Kepala Badan Kebijakan Fiskal (BKF) Kementerian Keuangan, Febrio Kacaribu mengatakan, langkah ini sejalan dengan Peraturan Pemerintah (PP) Nomor 23 Tahun 2020 dalam rangka melaksanakan pemulihan ekonomi nasional (PEN) akibat Covid-19.
“Ada PMN, terutama fokus ke BUMN yang memang terkait covid-19 atau terdampak besar terhadap hajat hidup orang banyak,” kata Febrio dalam keterangan online, Rabu (16/5/2020).

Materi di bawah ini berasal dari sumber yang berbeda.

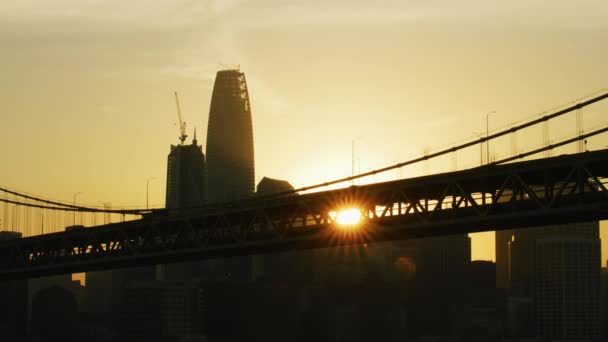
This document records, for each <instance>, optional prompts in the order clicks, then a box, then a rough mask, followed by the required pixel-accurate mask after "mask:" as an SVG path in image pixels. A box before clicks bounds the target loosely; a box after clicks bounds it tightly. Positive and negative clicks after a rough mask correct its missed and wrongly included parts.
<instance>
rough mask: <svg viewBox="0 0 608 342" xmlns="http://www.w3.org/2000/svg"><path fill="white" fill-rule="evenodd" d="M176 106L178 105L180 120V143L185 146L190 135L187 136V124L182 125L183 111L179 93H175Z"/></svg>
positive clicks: (183, 122) (179, 120)
mask: <svg viewBox="0 0 608 342" xmlns="http://www.w3.org/2000/svg"><path fill="white" fill-rule="evenodd" d="M175 104H176V105H177V118H178V119H179V141H181V143H182V145H183V144H184V141H185V140H186V138H187V137H188V135H187V134H186V123H185V122H183V123H182V111H181V110H180V108H179V98H178V97H177V92H175Z"/></svg>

Total dukungan untuk BUMN dalam rangka PEN ini mencapai Rp 152,15 triliun yang terdiri atas PMN sebesar Rp 25,27 triliun, pembayaran kompensasi sebesar Rp 95,23 triliun, dan talangan pemerintah atau investasi dalam bentuk modal kerja sebesar Rp 32,65 triliun.
“Aada juga dukungan dalam bentuk lain seperti optimalisasi BUMN, pelunasan tagihan, loss limit penjaminan, penundaan dividen, penjaminan pemerintah, pembayaran talangan tanah proyek strategis nasional (PSN),” tutur dia.
Adapun PMN nantinya diberikan kepada PLN sebesar Rp 5 triliun, Hutama Karya Rp 11 triliun, Bahana Pembinaan Usaha Indonesia (BPUI) Rp 6,27 triliun, PNM Rp 2,5 triliun, ITDC Rp 500 miliar. Sedangkan kompensasi diberikan kepada Pertamina Rp 48,25 triliun, PLN RP 45,42 triliun, dan Bulog Rp 560 triliun.
Kemudian investasi modal usaha diperuntukan bagi Garuda Indonesia Rp 8,5 triliun, Perumnas Rp 650 miliar, KAI Rp 3,5 triliun, PTPN Rp 4 triliun, Bulog Rp 13 triliun, dan Krakatau Steel Rp 3 triliun. Prinsip yang dipegang pemerintah untuk pemulihan ekonomi nasional adalah asas keadilan sosial dan sebesar-besarnya kemakmuran rakyat, mendukung pengusaha terdampak, prudent, transparan, harus cepat, adil, akuntabel dan sesuai ketentuan.